Fed policy makers at a meeting last month differed on whether to start removing stimulus this year, according to minutes of a March 15 meeting released last week.
“A few participants indicated that economic conditions might warrant a move toward less--accommodative monetary policy this year; a few others noted that exceptional policy accommodation could be appropriate beyond 2011,” the minutes said.
Since the meeting, reports showed the labor market and inflation have picked up while consumer confidence slipped and new home sales dropped to a record low.

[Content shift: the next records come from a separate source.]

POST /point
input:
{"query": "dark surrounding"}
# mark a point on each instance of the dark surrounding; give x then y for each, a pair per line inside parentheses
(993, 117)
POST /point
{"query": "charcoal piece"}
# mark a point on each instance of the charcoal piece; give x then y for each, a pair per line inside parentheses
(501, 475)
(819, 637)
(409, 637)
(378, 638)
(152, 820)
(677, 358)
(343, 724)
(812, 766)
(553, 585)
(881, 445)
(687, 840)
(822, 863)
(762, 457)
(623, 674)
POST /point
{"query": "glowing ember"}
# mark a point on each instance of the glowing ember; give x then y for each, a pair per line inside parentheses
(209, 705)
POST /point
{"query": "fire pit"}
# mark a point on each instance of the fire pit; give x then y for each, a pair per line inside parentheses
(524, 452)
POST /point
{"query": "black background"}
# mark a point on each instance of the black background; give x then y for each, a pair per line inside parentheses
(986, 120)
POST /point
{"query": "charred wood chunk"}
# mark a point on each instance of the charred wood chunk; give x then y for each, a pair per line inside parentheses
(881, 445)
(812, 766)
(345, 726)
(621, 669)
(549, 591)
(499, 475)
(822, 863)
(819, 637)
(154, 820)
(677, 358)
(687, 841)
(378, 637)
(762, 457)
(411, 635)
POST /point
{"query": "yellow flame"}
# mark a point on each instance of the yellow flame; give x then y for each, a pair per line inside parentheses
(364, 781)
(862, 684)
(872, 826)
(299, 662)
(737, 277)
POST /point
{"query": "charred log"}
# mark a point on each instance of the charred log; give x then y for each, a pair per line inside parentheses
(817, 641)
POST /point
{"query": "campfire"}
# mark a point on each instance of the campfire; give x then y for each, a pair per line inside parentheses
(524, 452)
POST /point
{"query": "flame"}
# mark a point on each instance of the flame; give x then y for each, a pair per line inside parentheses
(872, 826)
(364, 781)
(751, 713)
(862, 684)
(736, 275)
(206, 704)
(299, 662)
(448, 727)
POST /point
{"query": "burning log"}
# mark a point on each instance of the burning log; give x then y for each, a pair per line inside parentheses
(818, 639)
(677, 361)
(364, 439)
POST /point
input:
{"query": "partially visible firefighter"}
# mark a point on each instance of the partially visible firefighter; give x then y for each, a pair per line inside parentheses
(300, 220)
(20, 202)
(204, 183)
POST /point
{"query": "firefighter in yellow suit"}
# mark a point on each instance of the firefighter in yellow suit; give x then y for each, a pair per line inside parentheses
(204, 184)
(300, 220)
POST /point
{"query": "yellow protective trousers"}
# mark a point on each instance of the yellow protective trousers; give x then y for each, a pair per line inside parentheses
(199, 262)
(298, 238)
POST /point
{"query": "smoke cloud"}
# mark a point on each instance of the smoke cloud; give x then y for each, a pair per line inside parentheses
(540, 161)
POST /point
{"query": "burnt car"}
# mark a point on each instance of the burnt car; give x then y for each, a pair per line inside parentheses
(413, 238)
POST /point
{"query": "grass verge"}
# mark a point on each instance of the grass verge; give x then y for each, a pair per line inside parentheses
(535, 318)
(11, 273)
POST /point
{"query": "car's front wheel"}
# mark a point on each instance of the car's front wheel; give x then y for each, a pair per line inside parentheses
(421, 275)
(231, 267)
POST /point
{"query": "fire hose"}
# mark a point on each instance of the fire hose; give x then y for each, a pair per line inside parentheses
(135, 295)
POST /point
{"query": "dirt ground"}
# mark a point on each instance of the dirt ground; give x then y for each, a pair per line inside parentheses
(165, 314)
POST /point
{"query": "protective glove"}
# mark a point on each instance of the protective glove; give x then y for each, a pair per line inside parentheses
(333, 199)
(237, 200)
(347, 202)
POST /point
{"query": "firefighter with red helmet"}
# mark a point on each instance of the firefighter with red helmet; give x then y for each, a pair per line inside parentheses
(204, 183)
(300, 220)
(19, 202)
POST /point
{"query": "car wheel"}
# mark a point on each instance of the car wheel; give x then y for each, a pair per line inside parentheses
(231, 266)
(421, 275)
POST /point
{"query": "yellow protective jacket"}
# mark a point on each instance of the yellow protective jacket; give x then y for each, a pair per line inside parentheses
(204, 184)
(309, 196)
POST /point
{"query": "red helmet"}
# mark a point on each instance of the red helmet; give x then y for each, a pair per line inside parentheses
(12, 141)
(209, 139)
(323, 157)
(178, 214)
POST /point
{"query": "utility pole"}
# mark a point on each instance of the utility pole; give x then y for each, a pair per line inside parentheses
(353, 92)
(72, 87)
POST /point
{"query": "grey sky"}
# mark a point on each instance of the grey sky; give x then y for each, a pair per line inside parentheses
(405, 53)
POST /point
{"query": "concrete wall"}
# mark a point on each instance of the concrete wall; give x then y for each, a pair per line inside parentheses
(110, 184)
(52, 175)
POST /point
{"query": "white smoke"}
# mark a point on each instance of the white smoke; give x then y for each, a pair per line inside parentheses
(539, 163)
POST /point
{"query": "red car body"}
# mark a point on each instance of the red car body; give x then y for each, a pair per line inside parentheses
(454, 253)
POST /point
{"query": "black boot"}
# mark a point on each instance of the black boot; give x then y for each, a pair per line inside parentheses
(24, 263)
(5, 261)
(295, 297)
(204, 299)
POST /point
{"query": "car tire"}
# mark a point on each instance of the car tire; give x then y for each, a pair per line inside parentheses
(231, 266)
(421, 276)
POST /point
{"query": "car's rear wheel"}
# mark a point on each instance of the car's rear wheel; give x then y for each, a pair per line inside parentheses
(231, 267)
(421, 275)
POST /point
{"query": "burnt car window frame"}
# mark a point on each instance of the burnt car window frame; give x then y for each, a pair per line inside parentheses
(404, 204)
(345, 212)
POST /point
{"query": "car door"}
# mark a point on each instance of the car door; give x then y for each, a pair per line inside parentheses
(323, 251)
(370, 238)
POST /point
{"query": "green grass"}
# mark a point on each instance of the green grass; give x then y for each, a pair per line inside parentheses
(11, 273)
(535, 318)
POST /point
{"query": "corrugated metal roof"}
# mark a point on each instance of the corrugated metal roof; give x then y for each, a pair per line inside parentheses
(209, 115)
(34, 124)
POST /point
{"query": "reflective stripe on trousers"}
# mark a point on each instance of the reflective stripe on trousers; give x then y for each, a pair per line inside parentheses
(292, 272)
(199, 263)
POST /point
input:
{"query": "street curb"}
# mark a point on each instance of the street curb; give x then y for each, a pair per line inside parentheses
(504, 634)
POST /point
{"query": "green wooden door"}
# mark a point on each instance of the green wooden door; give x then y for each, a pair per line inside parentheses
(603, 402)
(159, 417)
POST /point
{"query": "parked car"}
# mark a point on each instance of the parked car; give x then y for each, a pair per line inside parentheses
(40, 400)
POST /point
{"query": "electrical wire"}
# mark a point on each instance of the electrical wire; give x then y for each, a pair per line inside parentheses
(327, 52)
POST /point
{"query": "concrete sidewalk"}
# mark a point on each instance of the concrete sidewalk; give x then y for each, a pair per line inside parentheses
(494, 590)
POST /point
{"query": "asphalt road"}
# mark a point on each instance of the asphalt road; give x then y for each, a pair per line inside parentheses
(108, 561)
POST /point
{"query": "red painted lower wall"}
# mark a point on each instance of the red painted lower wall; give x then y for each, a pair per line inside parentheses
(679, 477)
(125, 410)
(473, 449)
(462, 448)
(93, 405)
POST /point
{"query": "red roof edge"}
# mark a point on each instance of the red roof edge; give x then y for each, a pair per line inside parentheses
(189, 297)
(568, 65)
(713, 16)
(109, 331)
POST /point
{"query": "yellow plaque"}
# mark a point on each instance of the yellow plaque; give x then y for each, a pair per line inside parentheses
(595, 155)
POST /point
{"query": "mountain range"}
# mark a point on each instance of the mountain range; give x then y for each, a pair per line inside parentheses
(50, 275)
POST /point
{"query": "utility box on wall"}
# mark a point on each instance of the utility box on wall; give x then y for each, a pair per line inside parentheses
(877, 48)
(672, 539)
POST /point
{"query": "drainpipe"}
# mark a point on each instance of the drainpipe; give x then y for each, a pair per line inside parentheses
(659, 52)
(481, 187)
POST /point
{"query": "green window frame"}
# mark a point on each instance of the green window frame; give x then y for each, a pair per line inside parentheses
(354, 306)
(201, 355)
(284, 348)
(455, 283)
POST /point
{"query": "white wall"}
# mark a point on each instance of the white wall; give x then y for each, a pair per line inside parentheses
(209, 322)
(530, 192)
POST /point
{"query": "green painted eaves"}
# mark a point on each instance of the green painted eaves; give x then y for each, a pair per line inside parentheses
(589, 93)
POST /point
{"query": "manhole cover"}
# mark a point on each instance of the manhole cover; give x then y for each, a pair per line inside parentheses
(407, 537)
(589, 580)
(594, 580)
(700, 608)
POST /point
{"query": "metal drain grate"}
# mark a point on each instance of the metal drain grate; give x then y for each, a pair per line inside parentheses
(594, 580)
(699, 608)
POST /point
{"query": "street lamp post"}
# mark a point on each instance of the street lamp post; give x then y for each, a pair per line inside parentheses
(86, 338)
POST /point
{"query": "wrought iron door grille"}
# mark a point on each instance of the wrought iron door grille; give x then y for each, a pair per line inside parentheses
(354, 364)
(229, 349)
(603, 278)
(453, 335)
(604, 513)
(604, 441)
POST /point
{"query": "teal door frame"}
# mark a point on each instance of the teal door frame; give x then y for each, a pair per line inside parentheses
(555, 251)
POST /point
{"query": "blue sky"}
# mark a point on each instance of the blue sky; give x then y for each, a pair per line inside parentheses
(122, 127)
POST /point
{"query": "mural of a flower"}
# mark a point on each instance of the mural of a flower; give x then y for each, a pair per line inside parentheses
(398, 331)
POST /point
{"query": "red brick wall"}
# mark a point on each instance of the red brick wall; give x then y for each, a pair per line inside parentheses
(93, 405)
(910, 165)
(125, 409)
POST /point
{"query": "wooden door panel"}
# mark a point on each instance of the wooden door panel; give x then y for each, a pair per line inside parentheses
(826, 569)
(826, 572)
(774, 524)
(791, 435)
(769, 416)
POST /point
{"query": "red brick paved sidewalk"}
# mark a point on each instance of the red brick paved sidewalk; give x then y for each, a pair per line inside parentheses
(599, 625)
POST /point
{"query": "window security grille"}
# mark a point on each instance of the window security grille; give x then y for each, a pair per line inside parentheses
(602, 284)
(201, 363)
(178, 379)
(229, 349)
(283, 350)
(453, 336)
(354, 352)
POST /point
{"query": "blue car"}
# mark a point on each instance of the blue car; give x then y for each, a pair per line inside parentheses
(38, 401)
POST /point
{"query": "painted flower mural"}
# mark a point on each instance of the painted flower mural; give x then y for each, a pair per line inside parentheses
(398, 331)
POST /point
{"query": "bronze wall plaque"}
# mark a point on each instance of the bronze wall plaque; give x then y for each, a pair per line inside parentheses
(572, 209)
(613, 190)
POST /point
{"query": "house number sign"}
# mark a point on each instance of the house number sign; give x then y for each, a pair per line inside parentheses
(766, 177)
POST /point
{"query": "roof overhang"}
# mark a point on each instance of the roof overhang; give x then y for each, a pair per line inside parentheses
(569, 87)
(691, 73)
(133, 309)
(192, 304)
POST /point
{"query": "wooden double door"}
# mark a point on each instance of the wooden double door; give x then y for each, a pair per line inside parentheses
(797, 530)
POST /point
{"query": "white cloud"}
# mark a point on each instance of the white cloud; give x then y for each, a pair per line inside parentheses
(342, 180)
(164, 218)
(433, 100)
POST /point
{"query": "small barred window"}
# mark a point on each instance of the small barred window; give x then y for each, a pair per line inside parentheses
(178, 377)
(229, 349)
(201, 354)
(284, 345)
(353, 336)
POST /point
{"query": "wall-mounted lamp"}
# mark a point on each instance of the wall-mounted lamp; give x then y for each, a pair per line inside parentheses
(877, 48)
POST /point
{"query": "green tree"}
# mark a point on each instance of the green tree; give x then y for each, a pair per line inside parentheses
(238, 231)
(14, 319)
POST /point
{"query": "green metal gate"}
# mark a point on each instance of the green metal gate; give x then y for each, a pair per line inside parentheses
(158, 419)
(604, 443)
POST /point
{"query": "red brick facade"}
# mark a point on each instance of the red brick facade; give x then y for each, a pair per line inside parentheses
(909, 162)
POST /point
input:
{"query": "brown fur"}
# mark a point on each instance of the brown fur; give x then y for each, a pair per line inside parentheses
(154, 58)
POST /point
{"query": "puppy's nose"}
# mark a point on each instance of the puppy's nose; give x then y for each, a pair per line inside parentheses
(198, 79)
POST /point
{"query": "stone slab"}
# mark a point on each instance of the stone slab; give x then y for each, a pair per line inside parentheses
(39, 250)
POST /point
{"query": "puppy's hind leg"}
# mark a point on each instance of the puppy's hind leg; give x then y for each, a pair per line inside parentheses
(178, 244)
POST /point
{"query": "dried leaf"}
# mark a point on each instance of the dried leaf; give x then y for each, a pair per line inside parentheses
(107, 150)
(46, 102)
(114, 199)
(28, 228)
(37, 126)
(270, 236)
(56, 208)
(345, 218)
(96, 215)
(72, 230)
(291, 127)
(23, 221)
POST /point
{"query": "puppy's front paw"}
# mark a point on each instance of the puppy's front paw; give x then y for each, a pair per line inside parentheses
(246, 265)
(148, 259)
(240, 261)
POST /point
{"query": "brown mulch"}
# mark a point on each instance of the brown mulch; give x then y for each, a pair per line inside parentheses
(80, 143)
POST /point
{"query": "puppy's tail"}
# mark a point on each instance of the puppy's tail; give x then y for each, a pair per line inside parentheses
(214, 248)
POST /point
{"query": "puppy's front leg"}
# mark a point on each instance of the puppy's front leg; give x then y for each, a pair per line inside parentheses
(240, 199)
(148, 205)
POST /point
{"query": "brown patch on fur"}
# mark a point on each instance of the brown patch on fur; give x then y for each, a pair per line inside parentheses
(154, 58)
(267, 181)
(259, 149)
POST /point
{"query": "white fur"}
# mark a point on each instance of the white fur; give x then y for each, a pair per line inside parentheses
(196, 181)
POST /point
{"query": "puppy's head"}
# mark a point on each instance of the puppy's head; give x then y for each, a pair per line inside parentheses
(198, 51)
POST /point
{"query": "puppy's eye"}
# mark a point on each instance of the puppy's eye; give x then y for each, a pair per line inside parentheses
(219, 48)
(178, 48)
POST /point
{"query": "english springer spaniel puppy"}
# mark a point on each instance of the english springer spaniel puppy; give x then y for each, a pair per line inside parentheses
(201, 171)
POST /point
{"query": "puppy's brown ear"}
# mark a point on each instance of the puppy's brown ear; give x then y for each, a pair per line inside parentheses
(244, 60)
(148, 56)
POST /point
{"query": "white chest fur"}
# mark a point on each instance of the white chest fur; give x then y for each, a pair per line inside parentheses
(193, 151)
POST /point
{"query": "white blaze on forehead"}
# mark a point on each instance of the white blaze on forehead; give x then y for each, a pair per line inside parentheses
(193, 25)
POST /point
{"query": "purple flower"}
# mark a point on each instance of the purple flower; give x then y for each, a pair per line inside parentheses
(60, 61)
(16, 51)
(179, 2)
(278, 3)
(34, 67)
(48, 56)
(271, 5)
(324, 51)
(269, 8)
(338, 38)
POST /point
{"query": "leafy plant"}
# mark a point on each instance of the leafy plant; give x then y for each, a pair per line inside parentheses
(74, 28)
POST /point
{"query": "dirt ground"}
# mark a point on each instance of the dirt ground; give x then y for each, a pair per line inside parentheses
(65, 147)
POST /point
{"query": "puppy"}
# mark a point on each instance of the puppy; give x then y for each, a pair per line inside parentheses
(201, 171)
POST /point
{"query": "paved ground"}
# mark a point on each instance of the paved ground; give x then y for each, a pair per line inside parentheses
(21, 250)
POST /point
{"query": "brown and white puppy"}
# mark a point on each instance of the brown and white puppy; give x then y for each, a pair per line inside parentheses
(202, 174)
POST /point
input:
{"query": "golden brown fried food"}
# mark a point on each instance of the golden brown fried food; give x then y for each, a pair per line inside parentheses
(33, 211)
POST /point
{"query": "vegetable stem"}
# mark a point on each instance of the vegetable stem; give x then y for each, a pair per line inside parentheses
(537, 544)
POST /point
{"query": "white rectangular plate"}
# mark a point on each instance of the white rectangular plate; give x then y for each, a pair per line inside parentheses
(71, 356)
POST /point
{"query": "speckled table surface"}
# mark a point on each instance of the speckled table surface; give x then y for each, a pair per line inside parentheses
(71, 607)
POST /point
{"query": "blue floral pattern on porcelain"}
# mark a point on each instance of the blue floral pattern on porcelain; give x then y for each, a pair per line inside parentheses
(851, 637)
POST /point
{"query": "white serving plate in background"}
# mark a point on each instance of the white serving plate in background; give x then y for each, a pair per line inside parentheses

Some regional Fed presidents who were skeptical of stimulus have talked about the need to tighten credit, while Fed Chairman Ben Bernanke has yet to indicate his preference.
Yellen defended the central bank’s plan to buy US$600 billion in Treasury securities through June to spur economic growth, reduce unemployment and keep inflation from falling too low.
“There are certainly skeptics who doubt QE2 has had any favorable” impact on the economy, Yellen said, referring to the second round of quantitative easing.
“These purchases did work to stimulate aggregate demand,” and “raised equity prices thereby stimulating consumption,” she said.
Yellen cited a Fed study showing that the two rounds of large-scale asset purchases “will have raised private payroll employment by about 3 million jobs” by the end of next year. Without quantitative easing “the economy might have slipped into deflation,” she said.
The US economy added 216,000 jobs last month and 194,000 so far this month. The unemployment rate dropped to 8.8 percent last month from 9.8 percent in November, a turnaround that caught some Fed officials by surprise. Still, 14 million people remain unemployed and the labor force participation rate has fallen to 64.2 percent, the lowest since 1984.